Q&A With Dr. Obari Adeye Cartman: Healing, Youth Work, and Masculinity
Dr. Obari Adeye Cartman is the author of Lady’s Man: Conversations for Young Black Men about Manhood and Relationships and numerous other essays. He serves as the program director for Real Men Charities, Inc, a Chicago-based organization that works with men, youth, and families to promote wellness through cultural programming (including drumming circles). Dr. Cartman is also the President of the Chicago Association of Black Psychologists, associate editor of the South Side Drive Magazine, and maintains a directory of Black mental health providers. Dr. Cartman attended Hampton University as an undergraduate and then completed a PhD in clinical-community psychology. Having been raised in a family that honored African traditions, his work marries theory and Dr. Obari Adeye Cartman. practice in very intentional and critical ways. I interviewed Dr. Cartman because he is the embodiment of putting theory into practice (word to Fred Hampton) through his writing and community advocacy, as well as his deep love and commitment to healing Black people and youth during these difficult times.
How do you approach this idea of mental wellness and self-care?
It’s really hard. I don’t even like the psychology word. I don’t call myself a psychologist if I can avoid it. For example, a lot of the things that I do, I consider to be intentionally creating space for activities or conversations that I would deem therapeutic; I don’t often call therapy. When I think about the thing that encapsulates the through-line of all my work, it’s much more about my obligation as a human being to leave the planet better than I found it. And as a descendant of African people in this country, a more targeted obligation to redeem the sacrifices of the ancestors that paved the way.
I like the attention being called to therapy in the mental health space. However, I have a different view on conversations about stigma, I think that there are lots of ways in which the resistance to going to the doctor for therapy is justified in Black and Brown communities. The stigma comes from the historical memory of being harmed by these institutions. I don’t think it’s that we don’t believe in wellness. I think that we just have a distrust of the systems, and therapists are representative of those systems. Also, if we’re just fixing individual trauma, without addressing systemic and inter-generational trauma, we are just a part of a system, just like any other corporation. I also don’t think that we as a field have the capacity to meet the demand and needs. Every therapist I know right now has a waiting list. I think we’re being dishonest in some ways to encourage people to go to therapy, I think that the more appropriate, a more useful healing conversation is, how do we give this information back to the people? We can equip communities with the power to use communal spaces for healing, and there may or may not be a licensed therapist in the room.
How has your scholarship and the work that you do with young men been influenced by Black Feminisms and Black Feminist Thought?
I will say my first official foray into feminism, as I understand that now was through bell hooks. She shifted the direction of my work, particularly thinking about manhood. I would also say that from a young age, I was learning from my mother and other women in my life. Growing up, I was frustrated with the level of superficial talk that men were having. I always prefer to learn and be around women and I’ve learned a lot from them. The high school boys I’m talking to often have no idea there’s a transformation in masculinity happening. They’re not even connected to this conversation. We have to use their music and culture to have honest conversations about the work we all need to do. I’m very transparent in my work, I bring a lot of myself, my personal successes, and mistakes. It’s not always pretty, but it needs to happen. If you call yourself a feminist [as a man], and you’re not engaging with men on a repeated basis, then it’s fluff to me.

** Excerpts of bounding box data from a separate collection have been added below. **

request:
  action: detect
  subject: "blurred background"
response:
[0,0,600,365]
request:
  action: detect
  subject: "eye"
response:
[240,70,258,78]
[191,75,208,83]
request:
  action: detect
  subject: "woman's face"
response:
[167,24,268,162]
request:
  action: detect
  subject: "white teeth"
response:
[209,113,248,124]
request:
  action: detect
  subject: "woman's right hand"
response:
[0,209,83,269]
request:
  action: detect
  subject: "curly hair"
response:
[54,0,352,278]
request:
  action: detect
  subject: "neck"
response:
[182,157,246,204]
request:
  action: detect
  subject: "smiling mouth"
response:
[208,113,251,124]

Amid global uprisings against anti-Black state violence and a pandemic, what’s the role of experts or researchers or PhDs and researchers in this movement?

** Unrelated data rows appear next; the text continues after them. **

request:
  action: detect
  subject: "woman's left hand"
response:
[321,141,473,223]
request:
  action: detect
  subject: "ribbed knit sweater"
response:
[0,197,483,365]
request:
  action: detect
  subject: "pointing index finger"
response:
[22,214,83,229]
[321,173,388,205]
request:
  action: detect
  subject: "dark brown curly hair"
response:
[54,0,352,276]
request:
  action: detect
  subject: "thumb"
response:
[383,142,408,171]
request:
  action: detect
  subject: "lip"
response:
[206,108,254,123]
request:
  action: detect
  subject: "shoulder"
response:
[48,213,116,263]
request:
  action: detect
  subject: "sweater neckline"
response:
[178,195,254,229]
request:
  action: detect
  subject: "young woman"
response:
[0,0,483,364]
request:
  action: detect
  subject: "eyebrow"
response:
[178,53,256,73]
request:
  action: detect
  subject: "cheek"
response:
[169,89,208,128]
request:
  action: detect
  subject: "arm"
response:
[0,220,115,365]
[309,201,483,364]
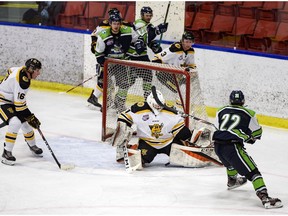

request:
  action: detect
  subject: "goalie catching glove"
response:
[134,37,146,55]
[155,23,168,35]
[185,65,197,73]
[25,113,41,129]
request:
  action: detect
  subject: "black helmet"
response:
[25,58,42,70]
[230,90,245,106]
[141,6,153,16]
[182,31,195,41]
[108,8,120,17]
[109,14,122,24]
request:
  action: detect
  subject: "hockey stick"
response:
[159,1,171,45]
[37,128,75,170]
[59,74,97,94]
[151,86,218,130]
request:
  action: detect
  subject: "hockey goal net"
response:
[102,59,208,141]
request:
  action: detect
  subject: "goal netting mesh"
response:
[102,59,208,141]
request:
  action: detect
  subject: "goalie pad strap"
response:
[170,143,222,167]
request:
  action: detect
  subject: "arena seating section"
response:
[57,1,288,55]
[56,1,135,31]
[185,1,288,55]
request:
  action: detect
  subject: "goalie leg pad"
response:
[170,143,222,168]
[111,122,133,146]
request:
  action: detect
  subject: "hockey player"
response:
[152,31,196,98]
[127,6,168,61]
[213,90,282,208]
[0,58,43,165]
[127,6,168,100]
[87,8,132,109]
[112,90,220,167]
[88,14,133,112]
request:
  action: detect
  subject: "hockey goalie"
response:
[112,90,222,170]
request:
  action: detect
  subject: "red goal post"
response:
[102,59,208,141]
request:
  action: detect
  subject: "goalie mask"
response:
[146,90,165,115]
[230,90,245,106]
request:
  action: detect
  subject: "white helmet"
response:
[146,90,165,115]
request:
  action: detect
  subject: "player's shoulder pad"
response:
[169,42,183,52]
[98,27,111,40]
[120,25,132,34]
[122,20,134,27]
[163,103,177,114]
[131,102,150,113]
[18,68,30,89]
[134,19,147,30]
[99,20,109,27]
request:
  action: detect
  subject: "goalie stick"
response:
[151,86,218,130]
[122,139,139,173]
[59,74,97,94]
[37,128,75,170]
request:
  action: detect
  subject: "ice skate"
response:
[27,143,43,157]
[227,176,247,190]
[256,190,283,209]
[1,149,16,166]
[87,91,102,110]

A lot of the work that I was doing pre-pandemic translated pretty well to the virtual platform. I have a rite of passage curriculum that I do, and I was doing it in juvenile detention centers in high schools, but it’s very multimedia. I also wrote a book a couple of years ago for Black boys. And I think it’s a good book, but it didn’t matter because they weren’t reading it. I had to learn how to adapt and translate it and to make the reading palatable. To me, I think it’s our job to make work accessible and appealing. In doing that, I use a lot of hip hop, I use a lot of videos, a lot of multimedia clips, a lot of pop references. I think we also need to listen more. I think we need to get out of this ivory tower and go to people and engage. It means not being as comfortable. I think that’s true for all the professionals, whatever office you’ve been sitting in, that has not solved the problems. It might not be in rooms with air conditioning. And it might not be through voices that have suits and ties, it might look different than what you were accustomed to.
We have an election around the corner, how do you talk to young people about U.S. politics?
I don’t get too much into U.S. politics. Instead, I speak to the tools of emotional intelligence and critical thinking. I hope they apply these to everything that they do. I also try to encourage active conscious participation in all the ways that can be possible.